On 10/08/17 15:27, Oleksandr Tyshchenko wrote:
On Tue, Aug 8, 2017 at 2:34 PM, Julien Grall <julien.gr...@arm.com> wrote:
On 26/07/17 16:09, Oleksandr Tyshchenko wrote:
@@ -355,6 +557,10 @@ static struct hw_register
*root_pgtable[IPMMU_CTX_MAX] = {

 static bool ipmmu_is_root(struct ipmmu_vmsa_device *mmu)
+       /* Xen: Fix */

Hmmm. Can we get a bit more details?

These is a case when ipmmu_is_root is called with "mmu" being NULL.

In ipmmu_vmsa_alloc_page_table() we need to find "root mmu", but we
doesn't have argument to pass.
So, I had two options:

1. Add code searching for it.
list_for_each_entry(mmu, &ipmmu_devices, list) {
   if (ipmmu_is_root(mmu))

2. Use existing ipmmu_find_root() with adding this check for a valid value.
So, if we call ipmmu_find_root() with argument being NULL we will
actually get searching the list.

I decided to use 2 option.

Can you please expand the comment then?

+       if (!mmu)
+               return false;
        if (mmu->features->has_cache_leaf_nodes)
                return mmu->is_leaf ? false : true;
@@ -405,14 +611,28 @@ static void ipmmu_ctx_write(struct ipmmu_vmsa_domain
*domain, unsigned int reg,
        ipmmu_write(domain->root, domain->context_id * IM_CTX_SIZE + reg,

-static void ipmmu_ctx_write2(struct ipmmu_vmsa_domain *domain, unsigned
int reg,
+/* Xen: Write the context for cache IPMMU only. */

Same here. Why does it need to be different with Xen?

Well, let me elaborate a bit more about this.

I feel that I need to explain in a few words about IPMMU itself:
Generally speaking,
The IPMMU hardware (R-Car Gen3) has 8 context banks and consists of next parts:
- root IPMMU
- a number of cache IPMMUs

Each cache IPMMU is connected to root IPMMU and has uTLB ports the
master devices can be tied to.
Something, like this:

master device1 ---> cache IPMMU1 [8 ctx] ---> root IPMMU [8 ctx] -> memory
                           |                                          |
master device2 --                                          |
master device3 ---> cache IPMMU2 [8 ctx] --

Each context bank has registers.
Some registers exist for both root IPMMU and cache IPMMUs -> IMCTR
Some registers exist only for root IPMMU -> IMTTLBRx/IMTTUBRx, IMMAIR0, etc

So, original driver has two helpers:
1. ipmmu_ctx_write() - is intended to write a register in context bank
N* for root IPMMU only.
2. ipmmu_ctx_write2() - is intended to write a register in context
bank N for both root IPMMU and cache IPMMU.
*where N=0-7

AFAIU, original Linux driver provides each IOMMU domain with a
separate IPMMU context:
master device1 + master device2 are in IOMMU domain1 and use IPMMU context 0
master device3 is in IOMMU domain2 and uses IPMMU context 1

So, when attaching device to new IOMMU domain in Linux we have to
initialize context for root IPMMU and enable context (IMCTR register)
for both root and cache IPMMUs.

In Xen we need additional helper "ipmmu_ctx_write1" for writing a
register in context bank N for cache IPMMU only.
The reason is that we need a way to control cache IPMMU separately
since we have a little bit another model.

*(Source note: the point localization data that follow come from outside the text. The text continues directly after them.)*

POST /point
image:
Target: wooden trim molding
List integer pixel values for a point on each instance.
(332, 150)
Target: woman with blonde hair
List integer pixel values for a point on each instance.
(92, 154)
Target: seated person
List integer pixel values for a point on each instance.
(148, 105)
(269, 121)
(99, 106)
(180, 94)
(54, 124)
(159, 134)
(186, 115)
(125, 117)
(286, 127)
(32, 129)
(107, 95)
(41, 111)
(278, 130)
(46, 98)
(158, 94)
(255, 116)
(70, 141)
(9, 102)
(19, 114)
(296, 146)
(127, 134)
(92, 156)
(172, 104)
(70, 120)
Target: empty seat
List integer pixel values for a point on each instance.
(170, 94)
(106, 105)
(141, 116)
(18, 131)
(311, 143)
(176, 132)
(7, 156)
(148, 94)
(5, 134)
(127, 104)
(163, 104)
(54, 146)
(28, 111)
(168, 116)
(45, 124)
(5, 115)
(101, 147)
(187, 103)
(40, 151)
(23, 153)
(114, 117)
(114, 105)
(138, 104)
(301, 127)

All IOMMU domains within a single Xen domain (dom_iommu(d)->arch.priv)
use the same IPMMU context N
which was initialized and enabled at the domain creation time. This
means that all master devices
that are assigned to the guest domain "d" use only this IPMMU context
N which actually contains P2M mapping for domain "d":
master device1 + master device2 are in IOMMU domain1 and use IPMMU context 0
master device3 is in IOMMU domain2 and also uses IPMMU context 0

So, when attaching device to new IOMMU domain in Xen we don't have to
initialize and enable context,
because it has been already done at domain initialization time:
we just have to enable context for corresponding cache IPMMU only:

This is the main difference between drivers in Linux and Xen.

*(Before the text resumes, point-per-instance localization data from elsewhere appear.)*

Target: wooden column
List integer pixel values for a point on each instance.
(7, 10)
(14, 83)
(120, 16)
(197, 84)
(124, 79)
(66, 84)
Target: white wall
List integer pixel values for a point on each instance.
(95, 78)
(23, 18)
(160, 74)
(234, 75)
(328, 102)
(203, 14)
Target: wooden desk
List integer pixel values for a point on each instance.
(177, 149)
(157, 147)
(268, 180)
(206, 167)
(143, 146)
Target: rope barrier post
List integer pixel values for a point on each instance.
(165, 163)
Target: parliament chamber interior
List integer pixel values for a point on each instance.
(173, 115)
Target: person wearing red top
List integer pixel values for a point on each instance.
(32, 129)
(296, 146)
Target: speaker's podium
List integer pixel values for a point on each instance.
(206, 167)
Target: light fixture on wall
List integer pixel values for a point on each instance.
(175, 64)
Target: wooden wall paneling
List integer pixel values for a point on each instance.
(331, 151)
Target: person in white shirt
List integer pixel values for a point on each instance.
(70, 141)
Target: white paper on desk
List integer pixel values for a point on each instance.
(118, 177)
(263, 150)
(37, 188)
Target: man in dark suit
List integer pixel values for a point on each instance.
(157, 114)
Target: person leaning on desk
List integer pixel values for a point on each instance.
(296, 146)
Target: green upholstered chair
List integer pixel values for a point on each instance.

So, as you can see there is a need to manipulate context registers for
cache IPMMU without touching root IPMMU,
that's why I added this helper.

Does this make sense?

I think it does.

+static void ipmmu_ctx_write1(struct ipmmu_vmsa_domain *domain, unsigned
int reg,
                             u32 data)
        if (domain->mmu != domain->root)
-               ipmmu_write(domain->mmu,
-                           domain->context_id * IM_CTX_SIZE + reg, data);
+               ipmmu_write(domain->mmu, domain->context_id * IM_CTX_SIZE
+ reg, data);

-       ipmmu_write(domain->root, domain->context_id * IM_CTX_SIZE + reg,
+ * Xen: Write the context for both root IPMMU and all cache IPMMUs
+ * that assigned to this Xen domain.
+ */
+static void ipmmu_ctx_write2(struct ipmmu_vmsa_domain *domain, unsigned
int reg,
+                            u32 data)
+       struct ipmmu_vmsa_xen_domain *xen_domain =
+       struct iommu_domain *io_domain;
+       list_for_each_entry(io_domain, &xen_domain->contexts, list)
+               ipmmu_ctx_write1(to_vmsa_domain(io_domain), reg, data);
+       ipmmu_ctx_write(domain, reg, data);

@@ -488,6 +708,10 @@ static void ipmmu_tlb_flush_all(void *cookie)
        struct ipmmu_vmsa_domain *domain = cookie;

+       /* Xen: Just return if context_id has non-existent value */

Same here.

I think that there is a possible race.
In ipmmu_domain_init_context() we are trying to allocate context and
if allocation fails we will call free_io_pgtable_ops(),
but "domain->context_id" hasn't been initialized yet (likely it is 0).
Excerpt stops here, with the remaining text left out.